Por Samária Andrade
No lançamento da edição 38 de Revestrés as três atrações eram de negros: James Brito, Afronto e Coisa de Nêgo. Ou melhor: eram afrodescendentes. Havia pouco tínhamos ouvido do professor Francis Musa Boakari (entrevistado da Revestrés 38): “eu não uso a palavra que começa com ‘n’, eu uso afrodescendente, porque antes de ser conhecido como ‘n’ eu era Mendê”. Era uma posição política, uma recusa a ser chamado por um nome dado por europeus para unificá-los: “nomear é tomar posse”.
Estavam lá James Brito, sorriso quase tímido, uma boa dose de humor para aguentar o tranco, e quando você acha que o cara é inofensivo, ele dispara: “Periferia não é só horror: periferia tem sabedoria, tem criança, tem mulher, tem verdade e tem vovô.”
André Gonçalves (editor) chama Washington Gabriel, o W.G., e explica: “o som tá meio improvisado”. Recebe de resposta mais um sorriso e a afirmativa: “Improvisado? Disso a gente entende”. Não era amadorismo, era a sabedoria de quem sabe inventar e reinventar.
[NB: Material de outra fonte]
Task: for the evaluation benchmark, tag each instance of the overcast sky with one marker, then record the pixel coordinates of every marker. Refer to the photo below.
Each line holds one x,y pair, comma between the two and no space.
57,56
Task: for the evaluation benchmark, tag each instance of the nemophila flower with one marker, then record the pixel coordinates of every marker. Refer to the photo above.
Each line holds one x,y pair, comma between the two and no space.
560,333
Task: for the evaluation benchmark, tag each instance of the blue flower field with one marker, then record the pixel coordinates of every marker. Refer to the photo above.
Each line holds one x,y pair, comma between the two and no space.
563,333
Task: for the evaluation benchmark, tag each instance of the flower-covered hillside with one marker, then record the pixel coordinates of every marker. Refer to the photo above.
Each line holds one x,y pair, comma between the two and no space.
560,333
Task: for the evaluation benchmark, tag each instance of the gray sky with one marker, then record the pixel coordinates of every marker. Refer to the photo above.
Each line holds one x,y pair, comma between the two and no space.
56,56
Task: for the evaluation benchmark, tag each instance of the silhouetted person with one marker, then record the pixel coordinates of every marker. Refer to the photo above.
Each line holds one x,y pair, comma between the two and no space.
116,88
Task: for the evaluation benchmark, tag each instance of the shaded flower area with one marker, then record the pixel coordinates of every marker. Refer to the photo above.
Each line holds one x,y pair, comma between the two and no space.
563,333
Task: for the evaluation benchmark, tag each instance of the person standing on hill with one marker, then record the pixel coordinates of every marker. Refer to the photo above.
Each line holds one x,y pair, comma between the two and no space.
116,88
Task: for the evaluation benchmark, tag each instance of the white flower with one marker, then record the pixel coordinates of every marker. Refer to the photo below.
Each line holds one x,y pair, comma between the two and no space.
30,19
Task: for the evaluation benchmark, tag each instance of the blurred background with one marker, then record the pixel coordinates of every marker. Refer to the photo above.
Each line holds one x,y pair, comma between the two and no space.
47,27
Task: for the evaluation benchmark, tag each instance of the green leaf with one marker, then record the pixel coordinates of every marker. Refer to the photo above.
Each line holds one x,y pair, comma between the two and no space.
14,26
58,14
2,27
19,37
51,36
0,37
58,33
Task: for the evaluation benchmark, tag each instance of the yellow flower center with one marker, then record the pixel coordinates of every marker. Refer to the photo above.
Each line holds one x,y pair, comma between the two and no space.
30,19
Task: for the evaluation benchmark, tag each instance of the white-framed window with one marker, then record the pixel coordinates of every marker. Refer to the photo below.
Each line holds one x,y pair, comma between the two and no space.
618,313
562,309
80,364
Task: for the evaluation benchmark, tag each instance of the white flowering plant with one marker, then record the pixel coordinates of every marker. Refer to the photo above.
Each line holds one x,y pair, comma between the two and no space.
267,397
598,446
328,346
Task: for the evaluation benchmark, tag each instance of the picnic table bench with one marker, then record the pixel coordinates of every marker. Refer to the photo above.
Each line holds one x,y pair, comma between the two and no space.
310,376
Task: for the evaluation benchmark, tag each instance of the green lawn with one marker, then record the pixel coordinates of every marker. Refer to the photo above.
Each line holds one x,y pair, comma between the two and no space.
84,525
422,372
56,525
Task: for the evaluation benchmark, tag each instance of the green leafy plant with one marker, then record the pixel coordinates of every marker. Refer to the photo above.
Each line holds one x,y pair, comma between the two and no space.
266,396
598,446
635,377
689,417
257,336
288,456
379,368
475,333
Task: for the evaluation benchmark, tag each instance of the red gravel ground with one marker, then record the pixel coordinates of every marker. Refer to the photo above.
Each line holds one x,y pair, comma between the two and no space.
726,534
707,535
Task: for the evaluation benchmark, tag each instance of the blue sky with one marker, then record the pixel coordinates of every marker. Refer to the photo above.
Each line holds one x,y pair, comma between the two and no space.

De quem sabe se reinventar. Junto com Gilsão (que está na seção 10 Dicas): -“tem que ter protesto” – e com Laura – que levava a filha para lhe ver soltar o cabelo e tomar a sala – formam o Afronto e cantam: “Afronto representa a força que não quebra”. Eles têm o poder. Começaram meio desconfiados, terminaram donos do pedaço.
No final, Coisa de Nêgo, o bloco afro que é força e alegria, bate um tambor que está dentro da gente. “A minha voz, uso pra dizer o que se cala” – imagino que diria Elza Soares, caso os visse.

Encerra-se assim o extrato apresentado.